We are ready to record again. Hopefully we have luck on or side with this, our 4th effort.

10. Is there a song on the EP that you are particularly proud of?

I am proud of finishing the whole EP. When you go into a studio to record a batch of songs there is always one or even two that come out to different from how you hear them in your head. Often you must scratch these songs of the record you are making. With this EP we were motivated, focused and able to plough through these problems with creativity in the recording process. When instrumental parts didn’t come out how we wanted or expected we worked with what we had.

In the midst of recording this record I came down with appendicitis and production stopped on #m2yi for over a month. It was hard to step away from the project for that long, but in the end the time away gave us the perspective we needed to get the 5 songs to sound how we wanted then to sound.

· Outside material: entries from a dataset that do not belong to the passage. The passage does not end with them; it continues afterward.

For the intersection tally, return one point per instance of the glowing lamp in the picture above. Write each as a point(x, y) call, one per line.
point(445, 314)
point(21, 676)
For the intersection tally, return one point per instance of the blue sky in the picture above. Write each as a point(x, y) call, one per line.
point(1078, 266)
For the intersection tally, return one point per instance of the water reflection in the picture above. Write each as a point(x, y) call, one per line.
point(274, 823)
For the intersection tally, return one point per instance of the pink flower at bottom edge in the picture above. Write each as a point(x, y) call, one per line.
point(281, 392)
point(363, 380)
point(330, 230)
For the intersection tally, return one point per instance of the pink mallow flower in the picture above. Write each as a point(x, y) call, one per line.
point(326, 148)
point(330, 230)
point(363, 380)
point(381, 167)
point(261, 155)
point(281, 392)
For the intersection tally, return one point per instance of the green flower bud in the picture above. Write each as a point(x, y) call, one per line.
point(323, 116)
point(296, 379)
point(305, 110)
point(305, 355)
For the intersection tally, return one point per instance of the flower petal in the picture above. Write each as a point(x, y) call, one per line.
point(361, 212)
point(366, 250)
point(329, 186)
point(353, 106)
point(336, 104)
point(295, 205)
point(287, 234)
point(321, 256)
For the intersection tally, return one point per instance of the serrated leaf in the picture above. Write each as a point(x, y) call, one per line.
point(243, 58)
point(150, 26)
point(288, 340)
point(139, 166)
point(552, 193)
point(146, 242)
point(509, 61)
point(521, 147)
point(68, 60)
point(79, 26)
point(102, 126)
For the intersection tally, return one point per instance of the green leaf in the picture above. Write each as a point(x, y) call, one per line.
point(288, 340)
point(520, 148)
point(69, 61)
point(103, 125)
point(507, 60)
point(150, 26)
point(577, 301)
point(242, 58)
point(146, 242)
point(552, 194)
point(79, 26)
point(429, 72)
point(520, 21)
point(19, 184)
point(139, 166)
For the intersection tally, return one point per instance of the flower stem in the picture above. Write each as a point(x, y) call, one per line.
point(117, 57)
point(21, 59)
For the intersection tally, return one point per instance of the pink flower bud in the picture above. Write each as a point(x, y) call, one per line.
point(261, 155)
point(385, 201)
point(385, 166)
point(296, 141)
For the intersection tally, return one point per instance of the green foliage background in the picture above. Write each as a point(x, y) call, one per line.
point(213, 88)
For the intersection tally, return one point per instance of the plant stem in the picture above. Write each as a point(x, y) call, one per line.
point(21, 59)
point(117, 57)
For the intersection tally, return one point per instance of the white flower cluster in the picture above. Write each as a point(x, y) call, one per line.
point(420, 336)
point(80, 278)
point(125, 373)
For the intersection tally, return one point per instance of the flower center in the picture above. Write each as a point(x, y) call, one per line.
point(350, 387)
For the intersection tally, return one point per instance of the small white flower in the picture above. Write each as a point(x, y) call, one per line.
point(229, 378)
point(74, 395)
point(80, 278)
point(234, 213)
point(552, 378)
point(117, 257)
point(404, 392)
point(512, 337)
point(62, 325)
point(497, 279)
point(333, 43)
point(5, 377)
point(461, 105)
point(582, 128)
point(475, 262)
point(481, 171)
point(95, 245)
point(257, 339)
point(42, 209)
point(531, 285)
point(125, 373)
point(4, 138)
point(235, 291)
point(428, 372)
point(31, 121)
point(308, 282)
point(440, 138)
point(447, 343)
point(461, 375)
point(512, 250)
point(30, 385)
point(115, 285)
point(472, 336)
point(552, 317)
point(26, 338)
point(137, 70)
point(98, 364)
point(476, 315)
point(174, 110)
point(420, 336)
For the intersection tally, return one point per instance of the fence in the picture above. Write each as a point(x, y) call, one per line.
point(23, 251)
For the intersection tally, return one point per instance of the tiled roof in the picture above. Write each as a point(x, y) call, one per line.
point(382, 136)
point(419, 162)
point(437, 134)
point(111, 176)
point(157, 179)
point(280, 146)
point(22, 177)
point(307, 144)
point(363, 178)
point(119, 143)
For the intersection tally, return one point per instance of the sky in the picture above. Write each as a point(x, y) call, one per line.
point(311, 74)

I am also very proud to have had fine guitar work done by Eddie Konapasek of Faces in the Floor, Will Barry of Four Point Restraints, Patrick McHugo of Ghost of Rory and Aaron Darter of Why I Rise. You can always expect amazing local musicians to be on any DCAP record.

11. Where do you find the inspiration for your songs?

Motivation to write these days comes from forcing myself to write songs on a weekly basis for the FANCAST. I used to write so I could have new material at shows for fans to hear. That is still true, but now its in a weekly basis for our podcast.

As far as the inspiration for the songs’ meanings and feelings, that lyrically and musically will come from who I am. From “Sallie,” off our new EP, which is about me breaking up with my student loan provider to an older song, “Providence and the Guitar,” which is about living life as an independent musician and entrepreneur. All in all, many of the songs tell stories of pieces of my life.

For other songs I have the need to tell a story that I see in my head. Like in the song, “Lowest Lake,” of our first disc, I describe a drug deal gone wrong in the midst of the winter months ending with an addict falling to his death on a iced over lake. Similarly in “Ready Or Not,” off our second effort I wrote a story of a person being stalked, which is something I have been unfortunately dealing with off and on for years now.

All in all, the inspiration comes easily once I am motivated and have my acoustic guitar in hand.